Health advocates raised alarm over Senate Bill No. 1951 filed on December 14 by Senator Ralph Recto which sought to bring down the legal age for buying vapes and heated tobacco products from 21 to 18.
“The bill contradicts the law and executive order signed by President Rodrigo Duterte which mandates that these products should only be accessible to 21 years old and above. Last year, President Duterte declared that these products are ‘toxic,’” said RalphDegollacion of HealthJustice Philippines.
Dr. Rizalina Gonzalez of the Philippine Pediatric Society, meanwhile, lamented that the gains of the Executive Order of the President and the RA 11467 in protecting children from being hooked into this addictive substance will be diminished if the bill is passed.
“By lowering the legal age of access vapes and heated tobacco products from 21 to 18, Senator Recto’s bill, if passed, will lure our youth to another deadly nicotine addiction,” she said “The brain of the child matures only at the age of 25 and above. Any addiction introduced prior to this age will have a life-long effect.”
The U.S. Department of Health and Human Services explained: “until about age 25, the brain is still growing.
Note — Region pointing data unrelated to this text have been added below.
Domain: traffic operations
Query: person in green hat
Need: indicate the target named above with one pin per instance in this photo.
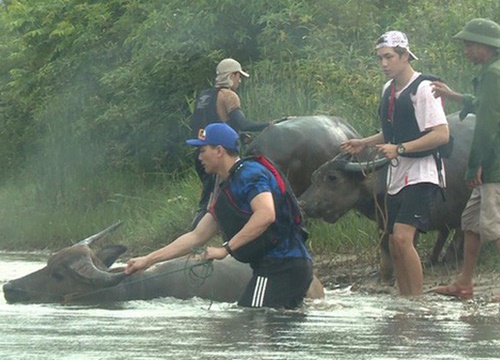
(481, 216)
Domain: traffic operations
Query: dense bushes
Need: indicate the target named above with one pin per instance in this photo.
(98, 90)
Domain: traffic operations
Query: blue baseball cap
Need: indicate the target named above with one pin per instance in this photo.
(216, 134)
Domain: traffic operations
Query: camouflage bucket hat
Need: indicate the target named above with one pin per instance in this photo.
(482, 31)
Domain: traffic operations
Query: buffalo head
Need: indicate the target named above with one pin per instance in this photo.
(71, 272)
(338, 185)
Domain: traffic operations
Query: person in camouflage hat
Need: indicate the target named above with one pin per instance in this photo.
(481, 216)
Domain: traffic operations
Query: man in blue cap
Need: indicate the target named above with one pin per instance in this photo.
(220, 103)
(258, 218)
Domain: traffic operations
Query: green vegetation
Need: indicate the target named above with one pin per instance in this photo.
(96, 97)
Each time a new memory is created or a new skill is learned, stronger connections—or synapses—are built between brain cells. Young people’s brains build synapses faster than adult brains. Because addiction is a form of learning, adolescents can get addicted more easily than adults. The nicotine in e-cigarettes and other tobacco products can also prime the adolescent brain for addiction to other drugssuch as cocaine.”
Degollacion also raised alarm on the attempt of the Senate bill to overrule the ban on vaping in public places. “The Recto Vape Bill allows vaping in places which are declared 100% vape free and smoke free by the President. This is alarming on so many levels. First, it will be an enforcement problem when two similar products have two different rules. It will set back the on-going implementation of the Philippine National Police (PNP) of the President’s executive order” Degollaccion added.
The PNP intensified enforcement of the ban on vaping in public places after the issuance of Executive Order 106 resulting in the confiscation of vape products in several areas in Metro Manila.
Degollacion also explained that “allowing vaping in a vape-free and smoke-free place will normalize this addiction in the eyes of the youth which is an upfront to the very intention of the President.”
Dr. Rizalina Gonzalez appealed to the Senate to not pass this bill especially now that we are facing the onslaught of Covid 19. “Our lawmakers should encouraging the strict enforcement of the laws that protect people, especially young kids from these products
and not steaming up laws that make products like vapes which have been proven to damage the lungs more accessible to the youth.”
Last year, the Philippines registered its first e-cigarette or vape-associated lung injury which involved a 16-year-old girl from the Visayas.